AI in Cancer Care: Navigating the Current Landscape and Future Possibilities
The 2023 Clinical Pathways Congress & Cancer Care Business Exchange, which took place in Boston, Massachusetts, October 7-9, featured a session titled “AI in Cancer Care: Separating Fact from Fiction,” spearheaded by moderator Ira Klein, MD, where panelists delved deep into the present and future implications of artificial intelligence (AI) in cancer care. During the discussion, the speakers shed light on key considerations for leveraging AI effectively in cancer care, emphasizing the importance of discerning data accuracy, the role of human oversight, and the need for comprehensive understanding and utilization of AI-generated insights.
The Benefits and Pitfalls of AI in Cancer Care
Will Shapiro, vice president of data insights engineering at Flatiron Health, summarized the fundamental functioning of generative AI language models in layman’s terms. Highlighting the process of predicting text patterns, Shapiro underscored the necessity of establishing a reliable ground truth for ensuring unbiased and accurate AI output.

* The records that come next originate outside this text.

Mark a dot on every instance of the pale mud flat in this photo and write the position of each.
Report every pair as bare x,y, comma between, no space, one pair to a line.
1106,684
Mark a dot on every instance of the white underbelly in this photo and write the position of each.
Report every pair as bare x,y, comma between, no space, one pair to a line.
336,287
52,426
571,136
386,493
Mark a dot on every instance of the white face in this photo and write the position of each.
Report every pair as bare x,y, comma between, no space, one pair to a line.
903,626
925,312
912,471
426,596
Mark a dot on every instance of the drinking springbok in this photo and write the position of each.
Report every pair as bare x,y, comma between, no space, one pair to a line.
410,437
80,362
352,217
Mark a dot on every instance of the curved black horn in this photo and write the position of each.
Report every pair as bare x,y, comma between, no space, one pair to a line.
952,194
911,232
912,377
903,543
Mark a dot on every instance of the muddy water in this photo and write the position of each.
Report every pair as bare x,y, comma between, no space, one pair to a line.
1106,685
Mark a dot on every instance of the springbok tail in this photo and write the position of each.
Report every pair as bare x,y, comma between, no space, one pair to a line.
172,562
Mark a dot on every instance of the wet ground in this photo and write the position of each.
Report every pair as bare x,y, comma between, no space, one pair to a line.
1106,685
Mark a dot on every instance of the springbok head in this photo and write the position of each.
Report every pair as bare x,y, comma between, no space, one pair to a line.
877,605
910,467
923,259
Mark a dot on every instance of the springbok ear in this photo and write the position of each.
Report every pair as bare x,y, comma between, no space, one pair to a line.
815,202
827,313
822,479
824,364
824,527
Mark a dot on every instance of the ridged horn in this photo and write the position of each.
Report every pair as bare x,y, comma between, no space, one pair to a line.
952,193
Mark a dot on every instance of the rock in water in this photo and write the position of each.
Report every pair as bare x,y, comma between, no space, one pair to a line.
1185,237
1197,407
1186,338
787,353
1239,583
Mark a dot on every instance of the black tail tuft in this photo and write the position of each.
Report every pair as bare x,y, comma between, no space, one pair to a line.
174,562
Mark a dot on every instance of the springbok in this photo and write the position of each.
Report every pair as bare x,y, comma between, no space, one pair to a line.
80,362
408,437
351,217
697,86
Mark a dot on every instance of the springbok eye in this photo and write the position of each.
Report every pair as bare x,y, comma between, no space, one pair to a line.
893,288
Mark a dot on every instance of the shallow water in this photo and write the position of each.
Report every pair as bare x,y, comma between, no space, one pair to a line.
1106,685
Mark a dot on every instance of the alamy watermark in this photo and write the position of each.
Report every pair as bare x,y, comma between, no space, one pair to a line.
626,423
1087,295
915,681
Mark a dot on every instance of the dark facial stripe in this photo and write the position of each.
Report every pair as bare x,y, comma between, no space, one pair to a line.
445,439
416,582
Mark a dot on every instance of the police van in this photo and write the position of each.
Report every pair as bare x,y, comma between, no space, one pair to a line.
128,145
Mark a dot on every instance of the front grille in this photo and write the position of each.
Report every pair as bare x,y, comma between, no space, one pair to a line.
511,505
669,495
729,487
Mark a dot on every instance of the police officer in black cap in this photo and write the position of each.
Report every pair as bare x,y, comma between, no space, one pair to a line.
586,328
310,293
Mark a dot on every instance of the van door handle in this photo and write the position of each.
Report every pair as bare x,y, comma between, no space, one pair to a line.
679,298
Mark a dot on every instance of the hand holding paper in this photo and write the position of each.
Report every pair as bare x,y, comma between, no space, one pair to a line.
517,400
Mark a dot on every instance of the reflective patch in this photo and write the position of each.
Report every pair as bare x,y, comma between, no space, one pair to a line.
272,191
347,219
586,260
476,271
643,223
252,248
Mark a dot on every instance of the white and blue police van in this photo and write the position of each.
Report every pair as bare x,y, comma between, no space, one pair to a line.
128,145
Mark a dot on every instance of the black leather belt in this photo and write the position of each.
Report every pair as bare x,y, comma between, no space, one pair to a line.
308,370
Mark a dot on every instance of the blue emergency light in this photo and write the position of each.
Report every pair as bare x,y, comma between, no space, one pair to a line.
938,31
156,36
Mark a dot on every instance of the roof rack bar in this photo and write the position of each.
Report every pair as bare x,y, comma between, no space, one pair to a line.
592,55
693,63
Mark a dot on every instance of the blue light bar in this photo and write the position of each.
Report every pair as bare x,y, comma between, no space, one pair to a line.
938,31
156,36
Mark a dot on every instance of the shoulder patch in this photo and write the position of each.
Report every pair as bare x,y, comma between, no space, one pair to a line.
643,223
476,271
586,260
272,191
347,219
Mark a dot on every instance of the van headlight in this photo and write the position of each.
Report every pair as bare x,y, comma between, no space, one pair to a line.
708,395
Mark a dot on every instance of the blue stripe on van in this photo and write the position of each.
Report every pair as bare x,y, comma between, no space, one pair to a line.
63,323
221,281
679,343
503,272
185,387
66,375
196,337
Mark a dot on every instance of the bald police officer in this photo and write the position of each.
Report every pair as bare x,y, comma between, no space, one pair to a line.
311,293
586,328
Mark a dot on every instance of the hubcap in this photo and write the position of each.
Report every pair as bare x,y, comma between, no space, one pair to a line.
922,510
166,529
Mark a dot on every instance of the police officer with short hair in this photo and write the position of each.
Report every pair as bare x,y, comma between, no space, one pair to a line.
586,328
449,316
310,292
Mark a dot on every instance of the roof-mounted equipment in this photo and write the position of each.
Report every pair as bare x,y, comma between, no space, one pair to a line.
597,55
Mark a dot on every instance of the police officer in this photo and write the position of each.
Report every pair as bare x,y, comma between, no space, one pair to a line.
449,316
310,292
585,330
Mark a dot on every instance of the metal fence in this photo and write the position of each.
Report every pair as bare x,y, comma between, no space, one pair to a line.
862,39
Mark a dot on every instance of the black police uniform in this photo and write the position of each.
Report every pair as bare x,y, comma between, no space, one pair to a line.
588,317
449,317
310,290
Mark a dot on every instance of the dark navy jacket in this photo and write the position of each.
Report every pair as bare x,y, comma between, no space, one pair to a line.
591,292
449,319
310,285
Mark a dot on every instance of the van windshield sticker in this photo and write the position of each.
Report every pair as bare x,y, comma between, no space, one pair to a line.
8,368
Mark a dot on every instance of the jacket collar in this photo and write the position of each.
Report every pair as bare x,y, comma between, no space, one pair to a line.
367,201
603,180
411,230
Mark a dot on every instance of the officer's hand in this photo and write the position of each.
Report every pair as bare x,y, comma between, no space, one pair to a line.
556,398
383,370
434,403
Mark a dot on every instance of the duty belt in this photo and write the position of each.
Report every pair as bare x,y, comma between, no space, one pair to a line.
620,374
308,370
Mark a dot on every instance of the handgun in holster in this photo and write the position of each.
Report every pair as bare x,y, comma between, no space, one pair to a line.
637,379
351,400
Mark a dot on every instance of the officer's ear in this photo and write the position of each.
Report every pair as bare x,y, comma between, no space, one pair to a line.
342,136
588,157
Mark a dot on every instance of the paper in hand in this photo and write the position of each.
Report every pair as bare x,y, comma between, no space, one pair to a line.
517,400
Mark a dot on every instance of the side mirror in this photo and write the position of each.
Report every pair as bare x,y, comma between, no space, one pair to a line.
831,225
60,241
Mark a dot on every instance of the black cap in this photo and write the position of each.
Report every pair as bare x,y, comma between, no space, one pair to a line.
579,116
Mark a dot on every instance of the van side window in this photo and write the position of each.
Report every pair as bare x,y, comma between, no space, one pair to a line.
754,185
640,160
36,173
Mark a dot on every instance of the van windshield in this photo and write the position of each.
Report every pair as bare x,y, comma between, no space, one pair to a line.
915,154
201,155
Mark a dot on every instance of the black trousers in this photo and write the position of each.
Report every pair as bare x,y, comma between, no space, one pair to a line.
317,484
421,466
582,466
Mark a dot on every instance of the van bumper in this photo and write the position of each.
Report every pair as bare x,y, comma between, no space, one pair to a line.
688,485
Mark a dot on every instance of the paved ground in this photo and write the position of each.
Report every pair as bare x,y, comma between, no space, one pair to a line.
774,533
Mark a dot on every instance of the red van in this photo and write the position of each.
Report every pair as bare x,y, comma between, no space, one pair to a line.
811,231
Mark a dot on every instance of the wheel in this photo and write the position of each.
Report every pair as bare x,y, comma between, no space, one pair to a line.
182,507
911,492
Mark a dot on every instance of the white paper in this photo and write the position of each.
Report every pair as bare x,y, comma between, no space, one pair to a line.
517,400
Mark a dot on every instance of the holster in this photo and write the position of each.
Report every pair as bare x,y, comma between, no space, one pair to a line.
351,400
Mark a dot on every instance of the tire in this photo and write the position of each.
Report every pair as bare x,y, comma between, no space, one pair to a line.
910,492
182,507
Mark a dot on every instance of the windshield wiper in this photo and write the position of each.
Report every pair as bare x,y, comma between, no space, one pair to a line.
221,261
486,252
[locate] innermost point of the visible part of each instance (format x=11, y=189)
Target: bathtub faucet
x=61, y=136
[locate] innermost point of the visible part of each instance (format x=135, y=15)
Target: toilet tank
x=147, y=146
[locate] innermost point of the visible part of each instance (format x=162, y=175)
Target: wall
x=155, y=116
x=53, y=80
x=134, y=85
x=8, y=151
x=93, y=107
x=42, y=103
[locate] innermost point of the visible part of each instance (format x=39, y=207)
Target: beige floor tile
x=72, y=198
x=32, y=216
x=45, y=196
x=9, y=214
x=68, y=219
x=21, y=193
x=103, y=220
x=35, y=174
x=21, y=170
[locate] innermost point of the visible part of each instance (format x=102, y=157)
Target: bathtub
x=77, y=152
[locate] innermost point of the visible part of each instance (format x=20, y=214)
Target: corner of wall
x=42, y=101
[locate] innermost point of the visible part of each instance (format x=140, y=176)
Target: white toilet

He emphasized the critical role of high-quality data and the significance of collaboration between subject matter experts and AI programmers to achieve reliable results. As Shapiro put it, the old adage of “garbage in, garbage out” holds especially true in the realm of AI.
Building on this, Zachary Taft, MBA, digital ventures lead at Memorial Sloan Kettering, emphasized the indispensable role of human oversight in validating AI-generated data. He stressed the significance of using AI to streamline the delivery of data to a larger patient population, augmenting the capability of specialists, and fostering collaboration between clinical practitioners, providers, and payers. However, he cautioned against overhyping AI, warning that inaccurate data collection could lead to misguided decisions and potential harm to patients.
Echoing a cautious optimism, James Hamrick, MD, vice president of clinical oncology at Flatiron Health, cited the incremental approach to incorporating AI into direct decision-making processes. Despite recognizing the potential of AI to alleviate administrative burdens and refine clinical pathways, Dr Hamrick stressed the importance of performing diligent review and maintaining zero margin for error, especially in clinical decision support tools. Establishing trust in AI output, he emphasized, is pivotal for widespread adoption among clinicians.
Amy Valley, PharmD, vice president of clinical strategy and technology solutions for Cardinal Health, underscored the imperative of understanding the origins and development of AI technology. Stressing the importance of verifying AI-based results, Dr Valley advocated for the integration of social determinants of health (SDOH) into clinical care, thereby enhancing patient tracking, identifying at-risk populations, and improving overall health care outcomes.
Ed Rodgers, director of network development for Elsevier’s ClinicalPath, stressed the significance of maintaining a human-in-the-loop approach and fostering a healthy level of skepticism when utilizing AI in clinical practice. Noting the importance of transparent documentation and training AI models on real-world outcomes, Rodgers emphasized the need to integrate AI seamlessly into existing clinical workflows without undermining the role of human expertise.
The Future of AI in Oncology Care
The participants also shared their views on the evolving role of AI in cancer care. Taft envisioned AI taking on more supportive roles, closing quality-of-care gaps, and aiding in decision-making across various tasks. Shapiro expressed enthusiasm for AI’s potential to expedite drug discovery processes, potentially revolutionizing cancer treatment. Dr Hamrick highlighted AI’s capability to craft evidence-based treatment plans and facilitate patient eligibility for clinical trials. Dr Valley predicted AI’s role in leveling the health care playing field and alleviating administrative burdens, allowing practitioners to focus on delivering optimal care. Rodgers emphasized the need for a symbiotic relationship between humans and machines, with AI primarily handling operational tasks while humans focus on critical decision-making processes. “To quote Fatboy Slim,” Rodgers said, “Machines should work; people should think.”
As the health care industry embraces technological advancements, understanding the practical applications and potential pitfalls of AI in the oncology domain is imperative. In essence, the session highlighted the need for a meticulous approach to AI integration in cancer care, stressing the importance of data accuracy, human oversight, and trust-building measures. While AI holds immense promise in revolutionizing cancer care, the speakers cautioned against overreliance and emphasized the critical need for maintaining the primacy of human expertise and ethical considerations in health care decision-making. As the field continues to evolve, collaboration between health care stakeholders, data scientists, and AI developers will be pivotal in ensuring that AI in cancer care remains firmly grounded in empirical evidence and patient-centered outcomes.